I was told by a friend recently that the below recipe was easy to make (but tasted like it was from “the finest” restaurant) and that it would impress guests like no other. I was intrigued. So I had to make it and see for myself. Especially because after potatoes, veggies and rice – I get stuck on what to make for interesting and somewhat healthy sides? Well, I can now attest that this dish really does taste like it’s from “the finest” restaurant and that it will be my new ‘go-to’ side dish starting today.



1 large eggplant
3 large tomatoes
About a 1/2 package Feta cheese, crumbled
1/2 cup fresh basil leaves
Juice of half lemon
2 garlic cloves
½ extra-virgin olive oil
Kosher salt
Freshly ground black pepper to taste


Cut of the eggplant crosswise into ½” thick rounds.
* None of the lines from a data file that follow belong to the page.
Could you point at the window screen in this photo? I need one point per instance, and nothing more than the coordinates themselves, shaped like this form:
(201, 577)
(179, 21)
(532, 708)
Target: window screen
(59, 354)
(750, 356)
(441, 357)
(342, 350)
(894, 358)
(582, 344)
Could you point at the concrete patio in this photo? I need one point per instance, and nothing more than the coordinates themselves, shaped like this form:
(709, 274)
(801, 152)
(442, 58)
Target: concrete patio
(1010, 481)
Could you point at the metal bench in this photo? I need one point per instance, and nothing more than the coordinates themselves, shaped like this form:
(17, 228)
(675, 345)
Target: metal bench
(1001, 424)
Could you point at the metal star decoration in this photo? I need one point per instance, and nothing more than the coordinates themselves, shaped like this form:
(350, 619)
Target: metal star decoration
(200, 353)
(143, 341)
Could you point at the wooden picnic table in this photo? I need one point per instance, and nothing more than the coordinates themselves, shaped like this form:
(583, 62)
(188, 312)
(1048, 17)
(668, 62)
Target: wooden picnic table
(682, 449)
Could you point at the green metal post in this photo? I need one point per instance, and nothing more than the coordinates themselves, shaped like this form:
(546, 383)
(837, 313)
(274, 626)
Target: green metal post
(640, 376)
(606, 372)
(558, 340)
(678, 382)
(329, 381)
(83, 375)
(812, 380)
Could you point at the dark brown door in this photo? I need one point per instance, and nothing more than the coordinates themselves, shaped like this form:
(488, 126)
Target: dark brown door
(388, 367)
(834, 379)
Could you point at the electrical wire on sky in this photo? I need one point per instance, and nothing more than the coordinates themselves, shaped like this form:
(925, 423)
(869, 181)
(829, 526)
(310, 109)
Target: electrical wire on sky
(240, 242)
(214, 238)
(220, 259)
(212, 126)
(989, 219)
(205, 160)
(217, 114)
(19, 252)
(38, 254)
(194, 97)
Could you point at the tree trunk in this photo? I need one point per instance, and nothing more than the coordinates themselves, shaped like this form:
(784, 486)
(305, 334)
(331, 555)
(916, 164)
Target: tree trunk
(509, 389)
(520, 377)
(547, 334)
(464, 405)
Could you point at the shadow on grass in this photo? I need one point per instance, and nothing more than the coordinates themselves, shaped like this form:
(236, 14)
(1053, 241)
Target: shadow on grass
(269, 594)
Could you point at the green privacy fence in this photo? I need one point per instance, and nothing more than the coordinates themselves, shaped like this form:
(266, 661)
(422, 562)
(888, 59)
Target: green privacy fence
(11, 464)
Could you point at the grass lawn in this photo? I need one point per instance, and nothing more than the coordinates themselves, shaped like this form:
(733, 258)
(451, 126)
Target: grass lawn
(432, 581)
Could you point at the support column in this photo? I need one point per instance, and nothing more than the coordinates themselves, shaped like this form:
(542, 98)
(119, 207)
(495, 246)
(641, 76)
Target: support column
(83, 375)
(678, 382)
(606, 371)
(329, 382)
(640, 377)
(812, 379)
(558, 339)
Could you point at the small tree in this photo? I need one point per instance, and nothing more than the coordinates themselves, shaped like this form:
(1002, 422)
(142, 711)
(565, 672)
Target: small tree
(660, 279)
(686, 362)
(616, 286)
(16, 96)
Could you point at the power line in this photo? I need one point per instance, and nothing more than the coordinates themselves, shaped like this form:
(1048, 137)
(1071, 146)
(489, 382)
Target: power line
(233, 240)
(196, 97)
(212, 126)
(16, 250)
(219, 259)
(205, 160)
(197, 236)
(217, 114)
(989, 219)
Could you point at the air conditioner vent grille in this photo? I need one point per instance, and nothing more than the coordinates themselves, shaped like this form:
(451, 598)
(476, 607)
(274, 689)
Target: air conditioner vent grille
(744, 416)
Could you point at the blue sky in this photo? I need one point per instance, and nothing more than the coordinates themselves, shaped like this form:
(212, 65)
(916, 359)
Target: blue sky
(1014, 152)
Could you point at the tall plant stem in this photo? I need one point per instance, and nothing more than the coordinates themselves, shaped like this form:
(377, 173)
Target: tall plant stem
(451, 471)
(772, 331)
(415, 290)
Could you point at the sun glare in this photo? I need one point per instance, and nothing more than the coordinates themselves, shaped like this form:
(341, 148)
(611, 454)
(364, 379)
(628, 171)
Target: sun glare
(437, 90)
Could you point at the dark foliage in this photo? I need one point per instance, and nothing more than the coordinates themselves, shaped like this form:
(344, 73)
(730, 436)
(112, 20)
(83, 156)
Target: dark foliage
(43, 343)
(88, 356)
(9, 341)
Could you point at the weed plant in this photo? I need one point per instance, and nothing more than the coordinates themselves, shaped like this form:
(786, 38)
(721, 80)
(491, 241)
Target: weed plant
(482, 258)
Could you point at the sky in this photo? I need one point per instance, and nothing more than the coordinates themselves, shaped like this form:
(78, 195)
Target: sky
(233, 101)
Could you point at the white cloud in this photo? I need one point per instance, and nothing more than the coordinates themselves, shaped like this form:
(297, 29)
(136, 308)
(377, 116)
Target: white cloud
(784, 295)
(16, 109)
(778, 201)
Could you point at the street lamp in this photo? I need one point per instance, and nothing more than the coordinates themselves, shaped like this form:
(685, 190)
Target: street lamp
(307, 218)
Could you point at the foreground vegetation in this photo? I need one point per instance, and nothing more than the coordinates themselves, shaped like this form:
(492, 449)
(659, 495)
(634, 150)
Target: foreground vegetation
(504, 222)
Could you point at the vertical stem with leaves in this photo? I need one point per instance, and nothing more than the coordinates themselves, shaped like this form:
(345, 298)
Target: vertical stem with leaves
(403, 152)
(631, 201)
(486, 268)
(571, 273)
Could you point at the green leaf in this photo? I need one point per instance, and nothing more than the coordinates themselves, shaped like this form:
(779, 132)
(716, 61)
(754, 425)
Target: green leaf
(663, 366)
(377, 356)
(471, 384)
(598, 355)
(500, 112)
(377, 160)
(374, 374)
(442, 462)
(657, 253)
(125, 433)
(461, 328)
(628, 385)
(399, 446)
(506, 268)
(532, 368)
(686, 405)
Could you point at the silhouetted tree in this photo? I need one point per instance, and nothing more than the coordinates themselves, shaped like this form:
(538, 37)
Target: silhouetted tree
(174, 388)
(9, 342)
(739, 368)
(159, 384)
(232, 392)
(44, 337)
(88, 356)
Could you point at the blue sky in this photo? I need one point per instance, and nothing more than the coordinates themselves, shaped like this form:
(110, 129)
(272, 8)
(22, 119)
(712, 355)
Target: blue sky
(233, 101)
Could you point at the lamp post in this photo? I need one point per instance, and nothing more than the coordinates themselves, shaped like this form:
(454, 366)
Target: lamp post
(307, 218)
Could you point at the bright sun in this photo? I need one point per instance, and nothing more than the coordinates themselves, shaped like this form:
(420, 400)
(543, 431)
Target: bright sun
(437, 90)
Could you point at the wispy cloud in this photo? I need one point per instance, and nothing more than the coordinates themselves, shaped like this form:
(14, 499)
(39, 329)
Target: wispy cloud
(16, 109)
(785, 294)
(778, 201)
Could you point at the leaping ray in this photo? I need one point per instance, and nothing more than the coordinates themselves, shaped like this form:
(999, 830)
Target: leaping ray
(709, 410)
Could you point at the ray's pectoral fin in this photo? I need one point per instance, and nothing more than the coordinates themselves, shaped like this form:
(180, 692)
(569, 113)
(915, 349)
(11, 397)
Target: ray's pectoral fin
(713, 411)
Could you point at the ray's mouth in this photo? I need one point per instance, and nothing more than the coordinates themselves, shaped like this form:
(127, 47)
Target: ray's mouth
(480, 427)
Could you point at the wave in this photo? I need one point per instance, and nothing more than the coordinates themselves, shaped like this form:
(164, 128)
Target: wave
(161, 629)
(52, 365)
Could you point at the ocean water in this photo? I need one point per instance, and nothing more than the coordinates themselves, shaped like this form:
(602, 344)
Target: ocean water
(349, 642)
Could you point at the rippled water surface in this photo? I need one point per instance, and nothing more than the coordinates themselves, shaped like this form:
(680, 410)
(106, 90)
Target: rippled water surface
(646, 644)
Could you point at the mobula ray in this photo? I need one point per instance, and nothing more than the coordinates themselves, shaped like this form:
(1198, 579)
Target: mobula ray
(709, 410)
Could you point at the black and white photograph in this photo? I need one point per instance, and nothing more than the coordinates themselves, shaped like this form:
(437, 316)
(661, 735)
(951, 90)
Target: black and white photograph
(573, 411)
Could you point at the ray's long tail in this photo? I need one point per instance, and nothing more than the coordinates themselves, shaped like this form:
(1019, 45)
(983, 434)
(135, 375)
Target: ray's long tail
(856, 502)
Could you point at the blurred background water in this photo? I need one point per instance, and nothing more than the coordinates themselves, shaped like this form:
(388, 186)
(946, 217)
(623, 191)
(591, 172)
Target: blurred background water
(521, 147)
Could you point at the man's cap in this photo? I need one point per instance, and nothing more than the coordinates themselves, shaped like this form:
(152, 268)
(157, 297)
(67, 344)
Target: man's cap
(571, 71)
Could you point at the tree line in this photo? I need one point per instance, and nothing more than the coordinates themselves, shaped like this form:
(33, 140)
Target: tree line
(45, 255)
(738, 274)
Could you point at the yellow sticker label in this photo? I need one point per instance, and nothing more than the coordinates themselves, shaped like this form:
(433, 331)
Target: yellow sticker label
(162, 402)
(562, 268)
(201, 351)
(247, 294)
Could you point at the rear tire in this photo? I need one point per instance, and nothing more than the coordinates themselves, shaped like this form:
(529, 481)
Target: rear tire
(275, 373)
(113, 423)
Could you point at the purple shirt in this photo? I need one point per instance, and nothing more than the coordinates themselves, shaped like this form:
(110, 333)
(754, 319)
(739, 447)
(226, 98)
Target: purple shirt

Lightly season them with salt and leave them for 30 minutes on a side to let water to come out of the eggplant.

Once ready drizzle some olive oil on top of each slice and grill them on a lightly oiled grill rack for 2 -3 minutes each side.

Blend the basil leaves with 4 tablespoons olive oil, 2 garlic cloves, lemon juice and 1 teaspoon salt in a blender or food processor until smooth. *I used the Magic Bullet!

Cut the tomatoes crosswise to 1/4” thick rounds.

Lightly oil a baking pan. Arrange 4 eggplant rounds side by side. Spread 1/2 tablespoon of the basil-garlic mixture on top of each one, then generously sprinkle feta crumbs. Top each with tomato rings. Add another layer of eggplant, basil spread, feta and tomato rounds and top with the rest of the crumbled feta.

Preheat the oven to 400F.

Drizzle some olive oil on top of each stack and bake for 15 minutes.